Farmers in new court challenge


Vincent Kahiya

COMMERCIAL farmers who lost their land under the fast-track resettlement programme have regrouped to launch what could be the biggest constitutional challenge yet to Zimba

bwe’s tainted agrarian reform.




The farmers, under the banner of Justice for Agriculture (Jag), have hired top South African advocate Win Trengove SC to represent one of them, George Quinnell, in a test case challenging the constitutionality of eviction notices served on commercial farmers and the execution of the process by the government.


The Supreme Court should hear the case during this term and the suit is likely to open old wounds of the battle between farmers and government. The court challenge comes as government has already expropriated 98% of former white commercial land and has declared that the resettlement process has been concluded.


Trengove is a well-respected lawyer who has represented prominent people in South Africa including former President Nelson Mandela.

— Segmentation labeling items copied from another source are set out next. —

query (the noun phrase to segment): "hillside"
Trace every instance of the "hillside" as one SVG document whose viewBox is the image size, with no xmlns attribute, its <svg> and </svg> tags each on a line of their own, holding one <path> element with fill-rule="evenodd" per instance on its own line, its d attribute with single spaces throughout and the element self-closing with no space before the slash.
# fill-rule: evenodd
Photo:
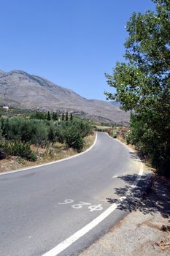
<svg viewBox="0 0 170 256">
<path fill-rule="evenodd" d="M 129 113 L 109 102 L 87 99 L 74 91 L 26 72 L 0 71 L 0 104 L 50 111 L 74 112 L 103 122 L 127 124 Z"/>
</svg>

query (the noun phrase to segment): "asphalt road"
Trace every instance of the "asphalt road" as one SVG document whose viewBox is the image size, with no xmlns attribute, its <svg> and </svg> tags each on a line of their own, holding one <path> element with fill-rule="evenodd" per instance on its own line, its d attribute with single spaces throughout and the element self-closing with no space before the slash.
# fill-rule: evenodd
<svg viewBox="0 0 170 256">
<path fill-rule="evenodd" d="M 124 186 L 116 176 L 137 166 L 125 146 L 98 133 L 77 157 L 1 175 L 0 255 L 43 255 L 104 213 L 114 188 Z M 124 214 L 116 209 L 60 255 L 77 255 Z"/>
</svg>

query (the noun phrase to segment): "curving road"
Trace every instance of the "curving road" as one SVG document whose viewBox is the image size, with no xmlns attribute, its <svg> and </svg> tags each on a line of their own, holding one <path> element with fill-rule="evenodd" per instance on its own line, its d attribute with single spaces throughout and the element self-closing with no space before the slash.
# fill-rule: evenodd
<svg viewBox="0 0 170 256">
<path fill-rule="evenodd" d="M 124 186 L 117 176 L 138 171 L 125 146 L 98 133 L 93 148 L 77 157 L 1 175 L 0 255 L 77 255 L 125 213 L 115 209 L 66 248 L 67 238 L 110 207 L 107 198 Z M 60 253 L 50 251 L 58 244 Z"/>
</svg>

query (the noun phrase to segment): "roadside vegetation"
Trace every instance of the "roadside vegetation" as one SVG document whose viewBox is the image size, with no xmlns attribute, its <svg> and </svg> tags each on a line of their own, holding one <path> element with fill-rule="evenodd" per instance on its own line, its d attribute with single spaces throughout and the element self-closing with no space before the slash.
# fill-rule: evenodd
<svg viewBox="0 0 170 256">
<path fill-rule="evenodd" d="M 155 12 L 134 12 L 128 21 L 125 61 L 106 74 L 116 93 L 106 95 L 133 111 L 127 143 L 158 173 L 170 176 L 170 5 L 167 0 L 153 1 Z"/>
<path fill-rule="evenodd" d="M 87 120 L 68 113 L 26 113 L 11 117 L 3 113 L 0 117 L 1 170 L 7 159 L 42 163 L 72 156 L 93 144 L 94 135 Z"/>
</svg>

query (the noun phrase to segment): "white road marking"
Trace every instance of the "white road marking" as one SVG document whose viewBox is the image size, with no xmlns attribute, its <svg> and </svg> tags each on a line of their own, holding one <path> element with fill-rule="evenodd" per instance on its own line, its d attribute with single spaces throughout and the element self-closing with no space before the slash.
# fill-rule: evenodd
<svg viewBox="0 0 170 256">
<path fill-rule="evenodd" d="M 142 176 L 143 174 L 143 165 L 141 163 L 140 170 L 138 173 L 139 176 Z M 135 181 L 135 187 L 139 181 L 139 178 L 136 178 Z M 133 186 L 133 185 L 132 185 Z M 119 200 L 121 202 L 127 198 L 127 196 L 121 197 Z M 119 203 L 113 203 L 111 206 L 109 206 L 106 211 L 104 211 L 102 214 L 98 216 L 96 219 L 92 220 L 85 227 L 77 231 L 74 234 L 69 237 L 67 239 L 64 240 L 59 244 L 58 244 L 55 247 L 47 252 L 42 256 L 56 256 L 69 246 L 71 246 L 73 243 L 74 243 L 77 240 L 80 238 L 82 236 L 85 235 L 88 232 L 91 230 L 93 227 L 97 226 L 100 222 L 101 222 L 104 219 L 106 219 L 109 215 L 110 215 L 117 207 Z"/>
<path fill-rule="evenodd" d="M 63 203 L 58 203 L 58 205 L 67 205 L 68 203 L 72 203 L 74 202 L 72 199 L 65 199 Z"/>
<path fill-rule="evenodd" d="M 88 208 L 90 209 L 90 211 L 101 211 L 103 210 L 104 208 L 101 206 L 101 204 L 99 204 L 97 206 L 88 206 Z"/>
<path fill-rule="evenodd" d="M 42 166 L 46 166 L 46 165 L 53 165 L 53 164 L 55 164 L 55 163 L 58 163 L 58 162 L 63 162 L 63 161 L 66 161 L 66 160 L 69 160 L 72 158 L 74 158 L 74 157 L 80 157 L 81 155 L 82 155 L 83 154 L 85 154 L 87 153 L 88 151 L 89 151 L 90 149 L 92 149 L 93 148 L 93 146 L 95 146 L 95 144 L 96 143 L 96 141 L 97 141 L 97 138 L 98 138 L 98 135 L 97 135 L 97 132 L 96 132 L 96 138 L 95 138 L 95 140 L 93 142 L 93 144 L 90 147 L 88 148 L 86 151 L 85 151 L 84 152 L 81 152 L 81 153 L 78 153 L 74 156 L 72 156 L 72 157 L 66 157 L 66 158 L 64 158 L 63 159 L 60 159 L 60 160 L 57 160 L 57 161 L 53 161 L 53 162 L 47 162 L 47 164 L 43 164 L 43 165 L 34 165 L 34 166 L 32 166 L 32 167 L 26 167 L 26 168 L 23 168 L 23 169 L 19 169 L 19 170 L 9 170 L 6 173 L 0 173 L 0 176 L 1 175 L 7 175 L 7 174 L 11 174 L 11 173 L 18 173 L 18 172 L 21 172 L 21 171 L 23 171 L 23 170 L 31 170 L 31 169 L 34 169 L 34 168 L 38 168 L 38 167 L 41 167 Z"/>
<path fill-rule="evenodd" d="M 82 206 L 90 206 L 90 203 L 85 203 L 82 201 L 80 201 L 80 203 L 77 203 L 75 205 L 72 206 L 72 208 L 74 208 L 74 209 L 80 209 Z"/>
</svg>

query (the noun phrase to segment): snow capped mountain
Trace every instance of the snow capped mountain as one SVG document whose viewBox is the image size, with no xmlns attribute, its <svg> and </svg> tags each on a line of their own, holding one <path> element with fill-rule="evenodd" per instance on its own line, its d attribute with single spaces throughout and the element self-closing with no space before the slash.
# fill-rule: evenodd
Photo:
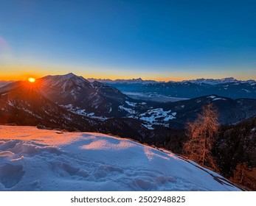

Jag vice president John Worsley-Worswick this week confirmed that the senior counsel would argue the constitutionality of the case together with a team of local lawyers.

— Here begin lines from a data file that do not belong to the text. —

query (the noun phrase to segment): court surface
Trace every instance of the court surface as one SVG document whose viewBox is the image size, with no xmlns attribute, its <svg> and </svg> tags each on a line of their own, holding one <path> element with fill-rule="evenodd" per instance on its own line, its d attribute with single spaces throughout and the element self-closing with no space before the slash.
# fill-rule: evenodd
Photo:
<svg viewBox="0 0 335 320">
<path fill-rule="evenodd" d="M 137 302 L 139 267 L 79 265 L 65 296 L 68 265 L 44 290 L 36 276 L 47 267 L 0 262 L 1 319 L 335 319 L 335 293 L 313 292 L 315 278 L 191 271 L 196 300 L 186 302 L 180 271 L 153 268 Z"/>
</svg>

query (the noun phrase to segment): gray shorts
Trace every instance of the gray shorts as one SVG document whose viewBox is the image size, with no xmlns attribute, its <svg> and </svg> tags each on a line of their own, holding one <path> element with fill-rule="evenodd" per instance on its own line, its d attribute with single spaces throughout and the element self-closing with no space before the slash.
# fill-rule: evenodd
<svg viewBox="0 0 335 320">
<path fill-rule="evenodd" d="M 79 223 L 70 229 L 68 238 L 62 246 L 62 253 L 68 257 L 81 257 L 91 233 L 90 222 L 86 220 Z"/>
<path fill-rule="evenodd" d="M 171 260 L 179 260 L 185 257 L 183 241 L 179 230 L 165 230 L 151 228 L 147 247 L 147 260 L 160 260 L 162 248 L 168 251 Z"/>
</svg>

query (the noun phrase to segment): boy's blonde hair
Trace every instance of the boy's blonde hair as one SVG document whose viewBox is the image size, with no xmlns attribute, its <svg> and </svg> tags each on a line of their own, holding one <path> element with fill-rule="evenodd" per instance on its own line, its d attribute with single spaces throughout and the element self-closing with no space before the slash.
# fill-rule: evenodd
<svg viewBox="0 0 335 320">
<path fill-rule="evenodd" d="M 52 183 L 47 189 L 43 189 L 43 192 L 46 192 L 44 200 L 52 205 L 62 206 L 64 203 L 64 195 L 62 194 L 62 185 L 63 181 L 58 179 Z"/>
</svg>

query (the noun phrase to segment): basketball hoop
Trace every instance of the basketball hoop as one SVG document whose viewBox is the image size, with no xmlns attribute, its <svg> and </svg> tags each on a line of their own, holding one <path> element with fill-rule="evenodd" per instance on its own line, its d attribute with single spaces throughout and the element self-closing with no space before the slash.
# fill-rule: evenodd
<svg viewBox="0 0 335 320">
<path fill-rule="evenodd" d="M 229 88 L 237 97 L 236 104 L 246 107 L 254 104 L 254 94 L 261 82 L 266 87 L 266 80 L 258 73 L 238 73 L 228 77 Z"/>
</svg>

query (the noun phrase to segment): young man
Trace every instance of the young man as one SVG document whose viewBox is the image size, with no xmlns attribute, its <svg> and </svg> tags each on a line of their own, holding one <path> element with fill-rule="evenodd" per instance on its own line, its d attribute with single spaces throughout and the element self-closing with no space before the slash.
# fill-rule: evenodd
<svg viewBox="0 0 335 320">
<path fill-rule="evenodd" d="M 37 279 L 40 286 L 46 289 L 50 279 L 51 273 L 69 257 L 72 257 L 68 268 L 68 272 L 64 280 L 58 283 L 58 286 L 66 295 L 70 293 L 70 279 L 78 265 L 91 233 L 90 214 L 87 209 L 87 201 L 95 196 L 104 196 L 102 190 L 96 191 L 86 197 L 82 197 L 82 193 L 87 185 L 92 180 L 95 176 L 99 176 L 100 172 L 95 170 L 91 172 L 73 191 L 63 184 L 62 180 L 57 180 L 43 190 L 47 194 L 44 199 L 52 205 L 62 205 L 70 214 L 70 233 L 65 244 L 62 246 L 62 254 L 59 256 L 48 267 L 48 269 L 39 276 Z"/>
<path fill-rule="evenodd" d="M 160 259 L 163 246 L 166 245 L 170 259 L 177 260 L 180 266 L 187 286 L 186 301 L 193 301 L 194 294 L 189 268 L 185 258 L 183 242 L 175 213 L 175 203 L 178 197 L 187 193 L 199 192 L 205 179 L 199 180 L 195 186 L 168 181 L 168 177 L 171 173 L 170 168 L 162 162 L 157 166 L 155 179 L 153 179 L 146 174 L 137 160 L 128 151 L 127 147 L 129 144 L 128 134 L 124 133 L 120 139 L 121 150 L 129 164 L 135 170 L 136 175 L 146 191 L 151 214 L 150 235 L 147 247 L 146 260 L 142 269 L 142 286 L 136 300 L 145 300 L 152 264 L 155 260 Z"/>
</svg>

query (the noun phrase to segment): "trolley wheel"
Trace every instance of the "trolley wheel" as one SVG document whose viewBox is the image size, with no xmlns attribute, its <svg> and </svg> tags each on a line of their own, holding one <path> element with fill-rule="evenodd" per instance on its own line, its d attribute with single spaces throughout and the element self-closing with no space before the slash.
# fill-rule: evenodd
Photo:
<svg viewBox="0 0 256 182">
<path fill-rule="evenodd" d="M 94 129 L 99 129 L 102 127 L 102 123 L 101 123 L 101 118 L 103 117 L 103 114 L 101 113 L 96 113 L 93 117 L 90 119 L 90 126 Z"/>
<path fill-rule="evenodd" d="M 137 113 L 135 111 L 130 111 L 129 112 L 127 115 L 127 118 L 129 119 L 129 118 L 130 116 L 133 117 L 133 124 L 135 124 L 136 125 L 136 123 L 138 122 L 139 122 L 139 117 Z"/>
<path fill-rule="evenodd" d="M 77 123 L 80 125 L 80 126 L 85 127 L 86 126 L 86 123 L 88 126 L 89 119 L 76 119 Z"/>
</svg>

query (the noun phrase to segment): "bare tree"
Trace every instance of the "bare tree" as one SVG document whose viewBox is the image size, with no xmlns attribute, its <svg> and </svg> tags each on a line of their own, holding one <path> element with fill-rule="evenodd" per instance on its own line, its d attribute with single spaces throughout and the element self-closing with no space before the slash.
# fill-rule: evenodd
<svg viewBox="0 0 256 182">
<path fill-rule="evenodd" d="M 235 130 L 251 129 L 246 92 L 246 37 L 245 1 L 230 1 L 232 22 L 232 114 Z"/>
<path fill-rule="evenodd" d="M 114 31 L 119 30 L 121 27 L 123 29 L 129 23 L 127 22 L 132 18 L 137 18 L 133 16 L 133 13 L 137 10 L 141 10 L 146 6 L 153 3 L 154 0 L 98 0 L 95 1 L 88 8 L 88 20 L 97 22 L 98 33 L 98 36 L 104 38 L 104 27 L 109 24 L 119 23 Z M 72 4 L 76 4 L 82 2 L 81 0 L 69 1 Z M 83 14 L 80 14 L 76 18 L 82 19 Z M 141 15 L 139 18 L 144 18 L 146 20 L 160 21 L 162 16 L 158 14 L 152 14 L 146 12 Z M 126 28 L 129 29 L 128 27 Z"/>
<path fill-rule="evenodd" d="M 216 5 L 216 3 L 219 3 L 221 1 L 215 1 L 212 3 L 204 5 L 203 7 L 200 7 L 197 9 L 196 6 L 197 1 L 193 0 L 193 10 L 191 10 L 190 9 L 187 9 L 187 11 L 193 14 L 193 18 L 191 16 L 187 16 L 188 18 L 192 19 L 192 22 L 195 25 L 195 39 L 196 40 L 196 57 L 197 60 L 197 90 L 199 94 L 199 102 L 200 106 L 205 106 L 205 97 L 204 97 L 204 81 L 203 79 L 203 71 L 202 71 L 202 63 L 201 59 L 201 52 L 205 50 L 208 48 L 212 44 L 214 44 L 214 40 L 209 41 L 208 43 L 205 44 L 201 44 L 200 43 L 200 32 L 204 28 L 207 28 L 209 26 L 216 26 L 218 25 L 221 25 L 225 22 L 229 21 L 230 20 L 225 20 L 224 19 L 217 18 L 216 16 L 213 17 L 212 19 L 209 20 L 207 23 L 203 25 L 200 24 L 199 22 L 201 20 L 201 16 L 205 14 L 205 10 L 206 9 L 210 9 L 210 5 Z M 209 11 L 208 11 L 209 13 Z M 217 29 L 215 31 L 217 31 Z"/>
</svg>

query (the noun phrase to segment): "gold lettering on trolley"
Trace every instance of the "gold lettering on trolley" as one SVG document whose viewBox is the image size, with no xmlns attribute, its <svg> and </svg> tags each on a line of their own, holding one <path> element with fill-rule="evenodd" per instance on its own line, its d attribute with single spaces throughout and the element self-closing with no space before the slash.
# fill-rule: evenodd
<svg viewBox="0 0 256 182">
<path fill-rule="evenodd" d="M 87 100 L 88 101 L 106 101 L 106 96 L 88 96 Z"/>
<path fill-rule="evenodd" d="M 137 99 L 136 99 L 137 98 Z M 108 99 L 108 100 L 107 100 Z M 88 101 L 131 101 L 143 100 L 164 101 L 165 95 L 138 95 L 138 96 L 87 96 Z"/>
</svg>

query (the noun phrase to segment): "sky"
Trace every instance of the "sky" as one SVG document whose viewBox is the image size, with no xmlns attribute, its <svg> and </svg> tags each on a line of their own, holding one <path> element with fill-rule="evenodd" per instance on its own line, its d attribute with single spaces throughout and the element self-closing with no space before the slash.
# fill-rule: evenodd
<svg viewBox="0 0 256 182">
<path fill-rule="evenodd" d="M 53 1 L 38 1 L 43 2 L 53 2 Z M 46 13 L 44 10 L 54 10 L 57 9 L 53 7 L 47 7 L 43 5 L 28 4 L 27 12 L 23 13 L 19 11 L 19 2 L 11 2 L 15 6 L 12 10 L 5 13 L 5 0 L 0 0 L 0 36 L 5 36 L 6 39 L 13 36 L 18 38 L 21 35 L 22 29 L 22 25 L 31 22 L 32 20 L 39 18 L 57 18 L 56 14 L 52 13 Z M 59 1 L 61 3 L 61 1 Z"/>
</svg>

Trengove becomes the third South African lawyer to argue a high-profile case of late after the MDC secured the services of Advocates George Bizos and Jeremy Gauntlet to represent the party in the treason trial and election petition respectively.

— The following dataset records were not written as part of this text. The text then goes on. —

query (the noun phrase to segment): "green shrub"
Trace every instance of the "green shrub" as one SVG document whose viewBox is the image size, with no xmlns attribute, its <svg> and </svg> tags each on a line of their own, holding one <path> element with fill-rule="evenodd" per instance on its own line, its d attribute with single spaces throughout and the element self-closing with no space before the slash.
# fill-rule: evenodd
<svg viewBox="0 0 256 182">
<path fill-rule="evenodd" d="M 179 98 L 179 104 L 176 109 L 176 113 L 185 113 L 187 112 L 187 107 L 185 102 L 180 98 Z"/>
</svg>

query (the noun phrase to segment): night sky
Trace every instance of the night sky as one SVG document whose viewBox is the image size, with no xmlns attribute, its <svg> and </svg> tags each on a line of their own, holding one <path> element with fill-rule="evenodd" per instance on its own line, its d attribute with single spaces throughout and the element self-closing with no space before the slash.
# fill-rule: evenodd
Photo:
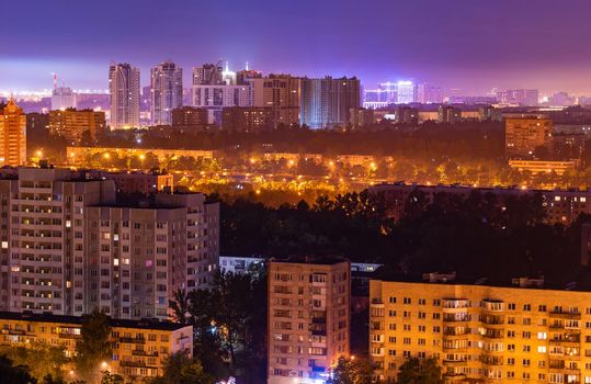
<svg viewBox="0 0 591 384">
<path fill-rule="evenodd" d="M 264 72 L 413 78 L 484 93 L 591 95 L 588 0 L 20 0 L 2 5 L 0 90 L 105 89 L 111 59 L 141 68 L 249 61 Z"/>
</svg>

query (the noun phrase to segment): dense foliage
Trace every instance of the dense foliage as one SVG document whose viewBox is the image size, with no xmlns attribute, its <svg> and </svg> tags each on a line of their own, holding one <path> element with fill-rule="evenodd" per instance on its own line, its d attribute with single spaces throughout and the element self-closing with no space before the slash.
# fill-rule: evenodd
<svg viewBox="0 0 591 384">
<path fill-rule="evenodd" d="M 490 283 L 545 275 L 565 284 L 579 280 L 581 217 L 572 225 L 549 225 L 536 194 L 467 197 L 439 194 L 432 203 L 412 195 L 404 218 L 388 217 L 374 195 L 348 193 L 279 208 L 246 200 L 221 205 L 221 253 L 342 255 L 385 264 L 390 278 L 420 278 L 455 270 L 458 276 Z M 560 262 L 557 263 L 557 258 Z"/>
<path fill-rule="evenodd" d="M 229 375 L 242 383 L 266 377 L 266 278 L 218 273 L 211 290 L 179 291 L 170 303 L 178 321 L 194 329 L 194 353 L 204 371 L 216 379 Z"/>
</svg>

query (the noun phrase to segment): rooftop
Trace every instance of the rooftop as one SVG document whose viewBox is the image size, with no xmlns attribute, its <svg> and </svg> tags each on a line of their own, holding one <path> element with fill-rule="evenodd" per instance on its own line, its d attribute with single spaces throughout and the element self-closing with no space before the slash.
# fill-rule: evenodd
<svg viewBox="0 0 591 384">
<path fill-rule="evenodd" d="M 52 314 L 32 314 L 32 313 L 15 313 L 15 312 L 0 312 L 1 320 L 22 320 L 22 321 L 36 321 L 36 323 L 60 323 L 71 325 L 82 325 L 84 317 L 77 316 L 61 316 Z M 154 319 L 145 320 L 125 320 L 110 318 L 109 323 L 112 327 L 117 328 L 138 328 L 138 329 L 152 329 L 152 330 L 168 330 L 173 331 L 184 327 L 186 324 L 178 324 L 171 321 L 158 321 Z"/>
</svg>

In 1998 Trengove represented Mandela in an application by the South African Rugby Union which had petitioned the court to set aside the appointment of a judicial commission into the sport’s affairs.


He also featured prominently as counsel to the Truth and Reconciliation Commission and in 2001 represented the United Cricket Board of South Africa in an appeal by the late former cricket star, Hansie Cronje, to have his life ban revoked.


The biggest bone of contention in the suit is amendment number 6 to the Land Acquisition Act which in May last year gave the government powers to evict a farmer within 90 days after the service of a Section 8 notice. The 90-day period is considered grossly inadequate for a farmer to wind up operations, as cropping seasons are much longer than that.


Trengove will argue that the amendment contravenes property rights enshrined in the constitution as no compensation has been offered to evicted farmers.


Also under challenge is the fact that government was using a Section 8 notice as an eviction notice before cases had been confirmed by the Administrative Court.


Trengove will also argue that the government has failed to execute the resettlement exercise according to the law, as the process has been fraught with flaws, especially in the service of Section 5 and 8 notices.